Unexpected token length for vision

Hi folks,
I’m being charged about 40000 tokens per image. Here is my code, could anyone please help?

messages = [
    {
        "role": "system",
        "content": [
            {
                "type": "text",
                "text": "what is this document about?",
            }
        ],
    },
    {
        "role": "user",
        "content": [
            {
                "type": "image_url",
                "image_url": {
                    "url": "data:image/jpeg;base64,/9j/4AAQ......",
                },
            }
        ],
    },
]

Hi @marco.lai.c.l :wave:

Welcome to the dev forum.

Can you share what indicates this?

2 Likes

Hello @marco.lai.c.l

Welcome to the Community! I suggest providing the URL or the image object directly instead of using base64 encoding. Base64 encoding converts the image into a large string, which significantly increases the number of tokens processed.

As shown here:

from openai import OpenAI

client = OpenAI()

response = client.chat.completions.create(
  model="gpt-4o",
  messages=[
    {
      "role": "user",
      "content": [
        {"type": "text", "text": "What’s in this image?"},
        {
          "type": "image_url",
          "image_url": {
            "url": "https://upload.wikimedia.org/wikipedia/commons/thumb/d/dd/Gfp-wisconsin-madison-the-nature-boardwalk.jpg/2560px-Gfp-wisconsin-madison-the-nature-boardwalk.jpg",
          },
        },
      ],
    }
  ],
  max_tokens=300,
)

print(response.choices[0])

Or if you have to proide the base_64 please use the

image_path

and as you are using

image_url

That is why you are being charged this much

Please see the referene below for base_64

import base64
import requests

# OpenAI API Key
api_key = "YOUR_OPENAI_API_KEY"

# Function to encode the image
def encode_image(image_path):
  with open(image_path, "rb") as image_file:
    return base64.b64encode(image_file.read()).decode('utf-8')

# Path to your image
image_path = "path_to_your_image.jpg"

# Getting the base64 string
base64_image = encode_image(image_path)

headers = {
  "Content-Type": "application/json",
  "Authorization": f"Bearer {api_key}"
}

payload = {
  "model": "gpt-4o",
  "messages": [
    {
      "role": "user",
      "content": [
        {
          "type": "text",
          "text": "What’s in this image?"
        },
        {
          "type": "image_url",
          "image_url": {
            "url": f"data:image/jpeg;base64,{base64_image}"
          }
        }
      ]
    }
  ],
  "max_tokens": 300
}

response = requests.post("https://api.openai.com/v1/chat/completions", headers=headers, json=payload)

print(response.json())

I hope that this helps: Vision - OpenAI API

That is absolutely not how it works.

The number of tokens is determined by the base tile and the number of high detail tiles used for the image size at the given detail parameter.

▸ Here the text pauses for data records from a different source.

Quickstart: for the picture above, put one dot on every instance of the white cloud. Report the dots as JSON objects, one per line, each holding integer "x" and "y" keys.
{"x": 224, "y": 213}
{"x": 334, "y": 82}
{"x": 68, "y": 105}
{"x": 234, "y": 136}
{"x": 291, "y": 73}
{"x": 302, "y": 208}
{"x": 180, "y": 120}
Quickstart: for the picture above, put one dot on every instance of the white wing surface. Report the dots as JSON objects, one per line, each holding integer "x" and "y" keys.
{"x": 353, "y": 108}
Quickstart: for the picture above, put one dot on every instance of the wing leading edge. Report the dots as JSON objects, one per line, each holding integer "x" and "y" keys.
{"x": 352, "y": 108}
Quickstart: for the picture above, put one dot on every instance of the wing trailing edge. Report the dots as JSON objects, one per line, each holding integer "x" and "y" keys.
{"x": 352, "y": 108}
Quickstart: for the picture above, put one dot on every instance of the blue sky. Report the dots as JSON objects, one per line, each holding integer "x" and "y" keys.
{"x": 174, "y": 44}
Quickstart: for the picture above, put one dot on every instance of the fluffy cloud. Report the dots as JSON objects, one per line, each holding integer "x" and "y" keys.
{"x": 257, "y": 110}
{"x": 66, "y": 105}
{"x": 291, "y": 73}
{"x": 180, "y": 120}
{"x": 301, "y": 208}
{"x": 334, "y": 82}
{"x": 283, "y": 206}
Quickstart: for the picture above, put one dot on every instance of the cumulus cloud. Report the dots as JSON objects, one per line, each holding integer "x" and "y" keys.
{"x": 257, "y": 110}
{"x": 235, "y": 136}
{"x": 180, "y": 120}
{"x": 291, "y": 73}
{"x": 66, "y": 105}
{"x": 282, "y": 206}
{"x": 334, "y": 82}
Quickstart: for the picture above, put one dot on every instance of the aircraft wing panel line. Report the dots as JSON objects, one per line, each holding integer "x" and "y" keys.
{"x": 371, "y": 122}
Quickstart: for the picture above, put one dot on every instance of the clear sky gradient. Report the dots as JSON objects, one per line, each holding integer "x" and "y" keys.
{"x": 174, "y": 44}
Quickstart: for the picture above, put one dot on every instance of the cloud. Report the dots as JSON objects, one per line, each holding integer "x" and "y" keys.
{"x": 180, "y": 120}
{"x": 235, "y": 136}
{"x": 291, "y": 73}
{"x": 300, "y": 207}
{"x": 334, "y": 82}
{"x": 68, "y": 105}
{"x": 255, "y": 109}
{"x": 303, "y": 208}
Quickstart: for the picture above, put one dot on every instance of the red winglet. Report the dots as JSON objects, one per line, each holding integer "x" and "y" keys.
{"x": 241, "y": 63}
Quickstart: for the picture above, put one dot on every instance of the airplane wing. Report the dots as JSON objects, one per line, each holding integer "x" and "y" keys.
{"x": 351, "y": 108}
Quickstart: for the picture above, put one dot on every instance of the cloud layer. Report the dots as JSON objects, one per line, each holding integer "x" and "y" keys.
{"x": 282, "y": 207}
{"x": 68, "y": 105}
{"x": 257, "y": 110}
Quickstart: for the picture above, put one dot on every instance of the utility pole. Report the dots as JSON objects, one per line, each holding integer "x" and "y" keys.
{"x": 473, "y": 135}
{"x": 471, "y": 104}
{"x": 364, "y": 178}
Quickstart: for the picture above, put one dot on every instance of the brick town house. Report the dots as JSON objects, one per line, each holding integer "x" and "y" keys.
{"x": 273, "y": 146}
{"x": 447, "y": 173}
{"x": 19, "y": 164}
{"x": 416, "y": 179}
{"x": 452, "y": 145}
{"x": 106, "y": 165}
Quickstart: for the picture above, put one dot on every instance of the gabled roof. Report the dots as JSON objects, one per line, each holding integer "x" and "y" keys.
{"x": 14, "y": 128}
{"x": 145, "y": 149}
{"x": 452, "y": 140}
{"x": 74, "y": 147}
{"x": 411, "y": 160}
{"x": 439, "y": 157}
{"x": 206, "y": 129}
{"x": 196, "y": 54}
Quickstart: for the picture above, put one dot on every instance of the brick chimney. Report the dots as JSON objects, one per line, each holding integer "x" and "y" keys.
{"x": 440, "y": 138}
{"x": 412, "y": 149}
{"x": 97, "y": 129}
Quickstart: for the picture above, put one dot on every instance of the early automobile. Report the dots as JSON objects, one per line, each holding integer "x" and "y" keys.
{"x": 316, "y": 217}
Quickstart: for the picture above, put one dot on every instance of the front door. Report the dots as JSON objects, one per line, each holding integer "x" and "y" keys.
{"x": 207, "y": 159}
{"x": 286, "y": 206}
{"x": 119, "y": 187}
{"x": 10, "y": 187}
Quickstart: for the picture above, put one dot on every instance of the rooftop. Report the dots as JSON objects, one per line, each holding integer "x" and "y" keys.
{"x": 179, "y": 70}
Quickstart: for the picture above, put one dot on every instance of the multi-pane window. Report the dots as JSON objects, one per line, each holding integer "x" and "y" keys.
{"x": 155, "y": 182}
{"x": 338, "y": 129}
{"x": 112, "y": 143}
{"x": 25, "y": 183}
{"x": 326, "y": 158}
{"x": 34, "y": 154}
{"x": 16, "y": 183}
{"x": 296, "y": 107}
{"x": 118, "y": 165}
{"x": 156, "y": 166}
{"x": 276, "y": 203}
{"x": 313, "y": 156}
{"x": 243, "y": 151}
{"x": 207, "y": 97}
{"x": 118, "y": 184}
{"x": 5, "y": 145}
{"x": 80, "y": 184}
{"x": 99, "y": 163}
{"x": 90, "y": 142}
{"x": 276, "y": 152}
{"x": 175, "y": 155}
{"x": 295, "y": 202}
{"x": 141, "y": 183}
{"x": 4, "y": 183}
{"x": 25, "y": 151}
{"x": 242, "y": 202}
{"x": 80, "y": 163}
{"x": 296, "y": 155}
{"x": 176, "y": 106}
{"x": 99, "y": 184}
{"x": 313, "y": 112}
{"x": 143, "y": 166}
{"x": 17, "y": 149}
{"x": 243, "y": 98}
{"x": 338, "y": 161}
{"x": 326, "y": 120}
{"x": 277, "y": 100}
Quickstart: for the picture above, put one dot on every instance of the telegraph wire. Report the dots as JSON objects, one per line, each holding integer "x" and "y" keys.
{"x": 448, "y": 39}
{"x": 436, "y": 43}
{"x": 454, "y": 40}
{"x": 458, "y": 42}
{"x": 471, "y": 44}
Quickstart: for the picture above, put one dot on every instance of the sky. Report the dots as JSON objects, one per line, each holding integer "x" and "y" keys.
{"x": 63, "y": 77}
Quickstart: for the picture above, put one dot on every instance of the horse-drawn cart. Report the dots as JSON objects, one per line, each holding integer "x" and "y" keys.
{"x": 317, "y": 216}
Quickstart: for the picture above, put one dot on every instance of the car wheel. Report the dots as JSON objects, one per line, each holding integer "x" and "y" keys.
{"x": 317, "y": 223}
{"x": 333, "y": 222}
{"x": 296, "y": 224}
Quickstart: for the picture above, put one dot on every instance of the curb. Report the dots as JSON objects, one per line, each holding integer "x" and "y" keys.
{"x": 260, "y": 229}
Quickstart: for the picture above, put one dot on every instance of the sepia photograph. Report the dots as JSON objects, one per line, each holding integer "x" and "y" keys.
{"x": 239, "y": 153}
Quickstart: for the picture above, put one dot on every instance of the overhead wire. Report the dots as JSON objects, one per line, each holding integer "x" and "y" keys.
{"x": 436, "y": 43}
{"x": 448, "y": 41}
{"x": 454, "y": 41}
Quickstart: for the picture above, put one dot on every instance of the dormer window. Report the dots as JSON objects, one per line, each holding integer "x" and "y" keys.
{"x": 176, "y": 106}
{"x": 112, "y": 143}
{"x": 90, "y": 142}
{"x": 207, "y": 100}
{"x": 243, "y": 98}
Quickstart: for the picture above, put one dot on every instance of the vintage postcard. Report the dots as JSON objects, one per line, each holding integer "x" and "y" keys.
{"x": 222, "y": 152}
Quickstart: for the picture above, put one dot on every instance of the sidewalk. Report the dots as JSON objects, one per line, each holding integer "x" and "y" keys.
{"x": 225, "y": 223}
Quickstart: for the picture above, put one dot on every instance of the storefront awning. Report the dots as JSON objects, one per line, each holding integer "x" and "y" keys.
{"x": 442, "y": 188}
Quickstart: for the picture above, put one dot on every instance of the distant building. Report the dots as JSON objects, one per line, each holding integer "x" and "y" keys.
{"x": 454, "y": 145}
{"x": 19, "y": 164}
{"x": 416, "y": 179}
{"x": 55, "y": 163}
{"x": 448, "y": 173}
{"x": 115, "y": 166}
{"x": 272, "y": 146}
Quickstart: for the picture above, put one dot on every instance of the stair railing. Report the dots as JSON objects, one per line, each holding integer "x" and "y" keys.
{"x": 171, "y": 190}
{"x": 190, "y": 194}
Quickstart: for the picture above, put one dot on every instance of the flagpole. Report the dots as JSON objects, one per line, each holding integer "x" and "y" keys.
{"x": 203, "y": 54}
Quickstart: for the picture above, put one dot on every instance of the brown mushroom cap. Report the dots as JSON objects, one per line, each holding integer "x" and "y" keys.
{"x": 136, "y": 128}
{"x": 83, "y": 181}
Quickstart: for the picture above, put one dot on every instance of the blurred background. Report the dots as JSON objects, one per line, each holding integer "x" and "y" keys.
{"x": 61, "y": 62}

You would only have ridulous token counts if you were not sending the image correctly as an object as part of a content array as specified in the API reference. Then the AI wouldn’t be able to see it anyway.

1 Like

I see thank you for the correction but as I just saw the base_64 and the image_url being used I though that was why.

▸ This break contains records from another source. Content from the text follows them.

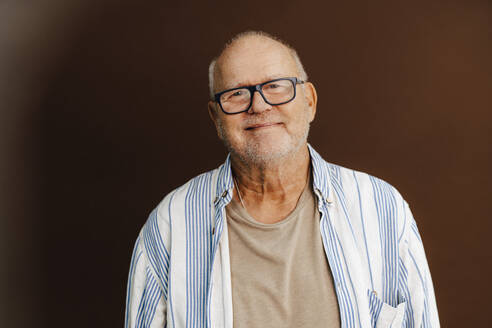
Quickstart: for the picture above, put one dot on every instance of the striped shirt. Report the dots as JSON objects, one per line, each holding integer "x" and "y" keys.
{"x": 180, "y": 270}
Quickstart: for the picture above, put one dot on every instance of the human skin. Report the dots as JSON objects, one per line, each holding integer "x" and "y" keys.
{"x": 268, "y": 144}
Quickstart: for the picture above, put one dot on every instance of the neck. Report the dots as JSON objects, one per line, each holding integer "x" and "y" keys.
{"x": 271, "y": 191}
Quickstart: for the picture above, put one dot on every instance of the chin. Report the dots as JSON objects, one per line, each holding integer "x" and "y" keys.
{"x": 263, "y": 153}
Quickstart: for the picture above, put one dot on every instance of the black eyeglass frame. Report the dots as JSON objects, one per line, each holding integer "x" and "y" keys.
{"x": 253, "y": 88}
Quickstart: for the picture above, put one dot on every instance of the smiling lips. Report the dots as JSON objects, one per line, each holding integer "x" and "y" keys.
{"x": 261, "y": 126}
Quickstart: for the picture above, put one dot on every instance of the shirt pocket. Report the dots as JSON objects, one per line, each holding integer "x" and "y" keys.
{"x": 384, "y": 315}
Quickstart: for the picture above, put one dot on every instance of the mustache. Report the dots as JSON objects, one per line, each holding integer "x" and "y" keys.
{"x": 261, "y": 119}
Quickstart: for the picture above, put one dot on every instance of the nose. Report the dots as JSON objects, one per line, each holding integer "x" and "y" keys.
{"x": 258, "y": 104}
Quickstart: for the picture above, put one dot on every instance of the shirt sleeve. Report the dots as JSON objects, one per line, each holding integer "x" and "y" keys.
{"x": 147, "y": 280}
{"x": 415, "y": 282}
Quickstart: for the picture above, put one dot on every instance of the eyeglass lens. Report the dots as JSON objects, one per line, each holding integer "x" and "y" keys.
{"x": 275, "y": 92}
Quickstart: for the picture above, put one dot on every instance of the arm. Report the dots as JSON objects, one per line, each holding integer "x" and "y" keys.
{"x": 147, "y": 280}
{"x": 415, "y": 282}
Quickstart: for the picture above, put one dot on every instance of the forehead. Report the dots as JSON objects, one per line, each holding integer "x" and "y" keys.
{"x": 253, "y": 60}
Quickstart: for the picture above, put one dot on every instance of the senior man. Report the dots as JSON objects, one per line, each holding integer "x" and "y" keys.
{"x": 276, "y": 236}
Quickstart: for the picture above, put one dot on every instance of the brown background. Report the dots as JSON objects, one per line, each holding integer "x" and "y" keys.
{"x": 103, "y": 112}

your code looks okay so my guess is you might be probably sending this to a non-vision model. although on second thought, you never mentioned any error.

I’m also having this issue!
Are there any news regarding this?

uploading each image onto some webserver is not feasible for my use case.
I also don’t see why it should be more expensive to analyze embedded image over image from url.

my test results (given an 300kb image of a duck with 1600x1067 px)
my query:

{
  "model": "gpt-4o-mini",
  "messages": [
    {
      "role": "system",
      "content": "You are a helpful assistant."
    },
    {
      "role": "user",
      "content": [
        {
          "type": "image_url",
          "image_url": {
            "url": "data:image/jpeg;base64,/9j/4TEiRXhpZgAASUkqAAgAAAA[...]UBQBoBGvdUf//Z",
            "detail": "auto"
          }
        },
        {
          "type": "text",
          "text": "Describe the content of this image"
        }
      ]
    }
  ],
  "max_tokens": 100,
  "temperature": 0.7
}

ChatGptApi tokens usages (Prompt: 36858 + Completion: 66 = Total: 36924)
I get a correct answer, but the token usage is insane.

The input token consumption by gpt-4o-mini is to ensure that there is no “cheap vision” AI model. In fact, gpt-4o-mini costs twice as much for image input as simply gpt-4o.

The input token cost of an image is multiplied by 33.33x on gpt-4o-mini.

85 tokens of a “detail:low” image sent to gpt-4o becomes 2833 billed by gpt-4o-mini. Then your 6 tile + base image you are sending at detail:high, with 13x the tile and token cost of detail:low becomes the billed token cost you see.

It is not more expensive to use base64. What you should do is use the better quality model at lower image cost, and the whole API call might be cheaper too.